Размер шрифта
-
+

Собрание сочинений. Том II. Введение в философию права - стр. 26

. В предреволюционной Франции публицистика, авторами которой были в основном юристы, выдвинула на первое место служение не лично государю, а благу государства. Заговорили лица, претендовавшие на роль объективных экспертов незаинтересованной преданности всеобщему благу. [Юристы] были заинтересованы в придании универсальной формы выражению своих клановых интересов, в выработке теории служения обществу или общественному порядку и соответственно в автономизации государственной логики отдельно от монархической логики, от «королевского дома» и тем самым в изобретении res publica [общего дела, интереса], а потом республики как инстанции, трансцендентной по отношению к агентам (включая короля), временно ее воплощающим[53].


Общественному благу при таком его понимании служит наравне со всеми гражданами и сам государь. Тем самым потенциально уравниваются с государем те, кто прежде ему всего лишь служил. Со временем встал вопрос о проверке, действительно ли государь служит общественному благу. Этот критерий не исключал изгнание и казнь государя как плохого служителя теми, кто знает и выполняет задачу лучше.

По Бурдье, профессия юристов, сыгравшая главную роль в создании такого общественного мнения, была политически заинтересована в нем. Быть государем не дано каждому: для этого надо иметь нужную наследственность. Служить общему благу может наоборот каждый, надо только доказать, что ты именно этим занят. Государственная идеология общего блага становится со временем решающей силой. Право и его принудительность остаются прежними, теряется только лицо носителя права, которое было всем видно на троне. Фиктивность нового государства делает его неуловимым. Реальный исполнитель принуждения невидим за государственной администрацией, как палач за гильотиной.

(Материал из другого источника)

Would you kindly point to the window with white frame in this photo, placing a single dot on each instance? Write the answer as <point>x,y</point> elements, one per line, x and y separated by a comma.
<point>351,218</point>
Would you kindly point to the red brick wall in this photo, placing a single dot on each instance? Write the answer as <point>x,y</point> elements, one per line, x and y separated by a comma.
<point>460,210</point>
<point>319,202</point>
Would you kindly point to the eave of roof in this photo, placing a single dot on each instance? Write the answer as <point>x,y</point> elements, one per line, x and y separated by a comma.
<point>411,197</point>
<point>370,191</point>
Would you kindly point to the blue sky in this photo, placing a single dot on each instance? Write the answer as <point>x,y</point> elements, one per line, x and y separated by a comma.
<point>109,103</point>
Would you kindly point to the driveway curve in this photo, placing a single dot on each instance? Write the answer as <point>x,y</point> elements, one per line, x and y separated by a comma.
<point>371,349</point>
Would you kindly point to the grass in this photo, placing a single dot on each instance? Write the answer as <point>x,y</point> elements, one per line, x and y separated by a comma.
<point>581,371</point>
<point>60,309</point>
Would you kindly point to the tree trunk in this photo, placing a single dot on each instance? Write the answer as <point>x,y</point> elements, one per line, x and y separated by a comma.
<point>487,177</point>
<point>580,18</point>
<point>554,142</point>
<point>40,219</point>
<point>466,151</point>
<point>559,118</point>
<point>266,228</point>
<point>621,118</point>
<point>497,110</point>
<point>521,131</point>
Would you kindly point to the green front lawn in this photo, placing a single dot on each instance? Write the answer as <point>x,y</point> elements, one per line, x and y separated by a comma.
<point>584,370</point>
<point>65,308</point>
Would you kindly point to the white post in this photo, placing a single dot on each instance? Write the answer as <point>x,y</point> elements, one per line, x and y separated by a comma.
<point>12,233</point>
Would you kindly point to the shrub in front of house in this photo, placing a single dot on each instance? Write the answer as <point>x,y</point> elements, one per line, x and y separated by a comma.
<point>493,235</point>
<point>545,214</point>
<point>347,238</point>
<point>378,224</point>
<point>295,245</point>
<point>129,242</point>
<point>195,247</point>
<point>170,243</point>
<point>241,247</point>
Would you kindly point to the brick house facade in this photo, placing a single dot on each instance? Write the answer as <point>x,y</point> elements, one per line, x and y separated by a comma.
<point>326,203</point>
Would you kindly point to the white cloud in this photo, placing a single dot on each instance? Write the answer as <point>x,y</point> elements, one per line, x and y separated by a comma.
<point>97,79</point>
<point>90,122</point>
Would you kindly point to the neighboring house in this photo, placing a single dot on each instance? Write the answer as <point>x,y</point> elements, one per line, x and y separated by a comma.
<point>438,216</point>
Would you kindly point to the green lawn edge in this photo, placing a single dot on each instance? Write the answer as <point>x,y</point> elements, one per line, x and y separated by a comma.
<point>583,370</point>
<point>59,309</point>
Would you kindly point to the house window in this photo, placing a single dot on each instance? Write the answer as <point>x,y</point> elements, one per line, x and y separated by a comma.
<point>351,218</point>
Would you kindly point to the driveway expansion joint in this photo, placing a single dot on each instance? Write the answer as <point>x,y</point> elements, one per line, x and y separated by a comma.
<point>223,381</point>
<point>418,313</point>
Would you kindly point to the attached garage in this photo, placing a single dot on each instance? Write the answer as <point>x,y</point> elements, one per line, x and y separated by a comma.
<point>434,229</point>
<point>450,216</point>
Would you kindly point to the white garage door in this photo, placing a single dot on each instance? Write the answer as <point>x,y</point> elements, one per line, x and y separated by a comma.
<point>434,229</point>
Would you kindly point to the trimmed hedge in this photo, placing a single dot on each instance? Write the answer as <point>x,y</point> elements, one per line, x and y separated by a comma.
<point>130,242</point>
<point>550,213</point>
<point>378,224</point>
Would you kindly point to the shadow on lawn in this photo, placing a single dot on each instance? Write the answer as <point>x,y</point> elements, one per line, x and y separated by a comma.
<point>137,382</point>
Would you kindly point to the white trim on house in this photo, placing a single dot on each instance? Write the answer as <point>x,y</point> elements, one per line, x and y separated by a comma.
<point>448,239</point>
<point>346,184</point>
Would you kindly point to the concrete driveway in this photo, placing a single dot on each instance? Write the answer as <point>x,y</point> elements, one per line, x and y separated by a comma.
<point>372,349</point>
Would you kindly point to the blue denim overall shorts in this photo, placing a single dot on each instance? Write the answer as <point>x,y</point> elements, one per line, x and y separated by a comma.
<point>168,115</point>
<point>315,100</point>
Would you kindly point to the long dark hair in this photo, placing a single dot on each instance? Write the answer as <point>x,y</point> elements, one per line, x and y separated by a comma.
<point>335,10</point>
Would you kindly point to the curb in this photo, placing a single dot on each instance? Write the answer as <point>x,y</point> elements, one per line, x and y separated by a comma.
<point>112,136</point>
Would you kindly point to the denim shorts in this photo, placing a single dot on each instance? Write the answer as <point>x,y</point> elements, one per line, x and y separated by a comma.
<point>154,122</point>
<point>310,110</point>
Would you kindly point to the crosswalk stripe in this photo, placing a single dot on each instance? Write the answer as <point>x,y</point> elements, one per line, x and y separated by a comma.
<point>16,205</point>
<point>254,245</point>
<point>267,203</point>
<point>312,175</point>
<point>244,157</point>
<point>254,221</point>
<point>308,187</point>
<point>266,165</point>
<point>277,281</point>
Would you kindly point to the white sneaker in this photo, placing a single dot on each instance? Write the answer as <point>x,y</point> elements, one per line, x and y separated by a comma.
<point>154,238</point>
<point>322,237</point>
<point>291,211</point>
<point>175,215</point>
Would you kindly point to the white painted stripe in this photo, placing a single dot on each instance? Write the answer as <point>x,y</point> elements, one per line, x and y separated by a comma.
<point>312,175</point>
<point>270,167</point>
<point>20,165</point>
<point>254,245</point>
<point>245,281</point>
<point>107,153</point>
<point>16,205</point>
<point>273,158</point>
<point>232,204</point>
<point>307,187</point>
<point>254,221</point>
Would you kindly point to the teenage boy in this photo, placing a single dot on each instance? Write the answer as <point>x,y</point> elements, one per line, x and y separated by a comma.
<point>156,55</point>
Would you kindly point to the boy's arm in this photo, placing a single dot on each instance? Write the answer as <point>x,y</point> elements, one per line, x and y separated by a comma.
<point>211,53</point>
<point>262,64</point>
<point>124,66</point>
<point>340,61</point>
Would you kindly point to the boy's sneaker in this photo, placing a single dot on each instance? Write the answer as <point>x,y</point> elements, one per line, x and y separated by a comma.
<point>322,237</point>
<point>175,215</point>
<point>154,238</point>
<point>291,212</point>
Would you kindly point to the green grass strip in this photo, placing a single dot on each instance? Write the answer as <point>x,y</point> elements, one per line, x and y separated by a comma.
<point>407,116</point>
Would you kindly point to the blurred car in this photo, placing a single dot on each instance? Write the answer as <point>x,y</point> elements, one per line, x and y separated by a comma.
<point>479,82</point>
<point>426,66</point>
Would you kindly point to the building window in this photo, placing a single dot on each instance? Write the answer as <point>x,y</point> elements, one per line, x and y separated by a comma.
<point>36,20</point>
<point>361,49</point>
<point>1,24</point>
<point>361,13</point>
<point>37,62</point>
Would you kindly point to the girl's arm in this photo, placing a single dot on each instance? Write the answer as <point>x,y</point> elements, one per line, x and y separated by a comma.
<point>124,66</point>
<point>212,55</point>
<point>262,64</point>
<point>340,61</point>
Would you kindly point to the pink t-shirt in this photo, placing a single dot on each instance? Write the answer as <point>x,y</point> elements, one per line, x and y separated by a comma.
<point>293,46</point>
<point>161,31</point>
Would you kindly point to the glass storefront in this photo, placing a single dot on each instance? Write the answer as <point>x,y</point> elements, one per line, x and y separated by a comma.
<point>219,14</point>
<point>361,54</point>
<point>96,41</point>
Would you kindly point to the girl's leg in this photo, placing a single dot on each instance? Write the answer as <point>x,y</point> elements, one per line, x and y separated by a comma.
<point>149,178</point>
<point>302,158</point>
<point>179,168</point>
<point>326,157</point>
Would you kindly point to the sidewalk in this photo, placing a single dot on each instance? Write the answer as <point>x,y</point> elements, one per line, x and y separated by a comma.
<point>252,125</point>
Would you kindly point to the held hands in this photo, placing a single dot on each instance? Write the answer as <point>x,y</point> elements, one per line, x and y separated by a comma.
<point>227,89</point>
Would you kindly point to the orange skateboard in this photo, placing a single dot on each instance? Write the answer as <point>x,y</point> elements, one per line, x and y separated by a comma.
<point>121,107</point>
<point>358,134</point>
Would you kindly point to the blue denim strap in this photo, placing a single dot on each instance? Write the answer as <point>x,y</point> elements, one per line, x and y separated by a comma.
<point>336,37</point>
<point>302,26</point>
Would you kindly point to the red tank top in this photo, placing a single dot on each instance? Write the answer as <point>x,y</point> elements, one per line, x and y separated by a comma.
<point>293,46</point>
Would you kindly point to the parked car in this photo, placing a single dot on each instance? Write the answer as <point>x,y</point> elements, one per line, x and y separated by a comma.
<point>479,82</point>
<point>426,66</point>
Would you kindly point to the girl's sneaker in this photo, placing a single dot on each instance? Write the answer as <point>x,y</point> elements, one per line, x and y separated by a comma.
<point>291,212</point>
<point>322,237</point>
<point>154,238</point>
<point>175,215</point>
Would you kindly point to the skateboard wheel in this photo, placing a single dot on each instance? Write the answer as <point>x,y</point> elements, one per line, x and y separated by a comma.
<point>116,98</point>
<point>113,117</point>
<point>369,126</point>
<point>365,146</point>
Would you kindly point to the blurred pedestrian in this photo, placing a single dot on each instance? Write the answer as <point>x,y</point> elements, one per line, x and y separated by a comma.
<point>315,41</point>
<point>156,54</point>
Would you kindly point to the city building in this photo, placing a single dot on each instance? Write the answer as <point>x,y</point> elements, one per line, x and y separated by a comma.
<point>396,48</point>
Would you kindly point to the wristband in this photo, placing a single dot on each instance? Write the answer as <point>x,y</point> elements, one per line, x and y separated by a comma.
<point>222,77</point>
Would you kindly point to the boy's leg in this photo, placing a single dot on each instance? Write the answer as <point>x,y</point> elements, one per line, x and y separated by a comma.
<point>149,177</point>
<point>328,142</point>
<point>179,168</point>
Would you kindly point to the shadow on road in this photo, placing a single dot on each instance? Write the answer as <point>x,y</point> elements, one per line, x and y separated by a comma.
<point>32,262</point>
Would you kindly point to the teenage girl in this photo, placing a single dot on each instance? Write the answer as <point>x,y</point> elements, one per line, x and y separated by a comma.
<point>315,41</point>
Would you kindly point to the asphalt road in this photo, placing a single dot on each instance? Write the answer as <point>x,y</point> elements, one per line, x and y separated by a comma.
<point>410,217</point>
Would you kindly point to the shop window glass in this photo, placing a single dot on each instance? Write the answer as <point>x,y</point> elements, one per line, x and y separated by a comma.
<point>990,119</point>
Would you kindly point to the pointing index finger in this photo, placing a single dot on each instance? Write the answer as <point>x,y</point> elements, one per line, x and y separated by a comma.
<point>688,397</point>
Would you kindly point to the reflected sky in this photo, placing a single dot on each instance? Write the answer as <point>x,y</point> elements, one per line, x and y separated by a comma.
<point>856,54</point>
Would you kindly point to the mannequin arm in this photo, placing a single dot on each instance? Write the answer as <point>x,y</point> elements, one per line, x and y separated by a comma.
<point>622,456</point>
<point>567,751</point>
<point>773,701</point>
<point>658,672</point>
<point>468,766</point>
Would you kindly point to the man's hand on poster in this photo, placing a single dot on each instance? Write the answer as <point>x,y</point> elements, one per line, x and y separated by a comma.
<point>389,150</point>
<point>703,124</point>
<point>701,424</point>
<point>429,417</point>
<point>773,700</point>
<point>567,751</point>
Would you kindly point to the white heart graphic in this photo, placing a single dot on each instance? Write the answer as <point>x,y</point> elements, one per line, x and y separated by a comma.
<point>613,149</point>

[Теперь] понятие «государства» имеет смысл только как удобный стенографический знак – причем очень опасный, – кратко обозначающий области взаимоотношений реальных сил […]; эти области могут принять форму более или менее стабильных сетей (союза, кооперации, клиентелизма, взаимных услуг и т. д.), которые дают о себе знать в поразительно разнообразных интеракциях, начиная от открытого конфликта до более или менее тайного сговора[54].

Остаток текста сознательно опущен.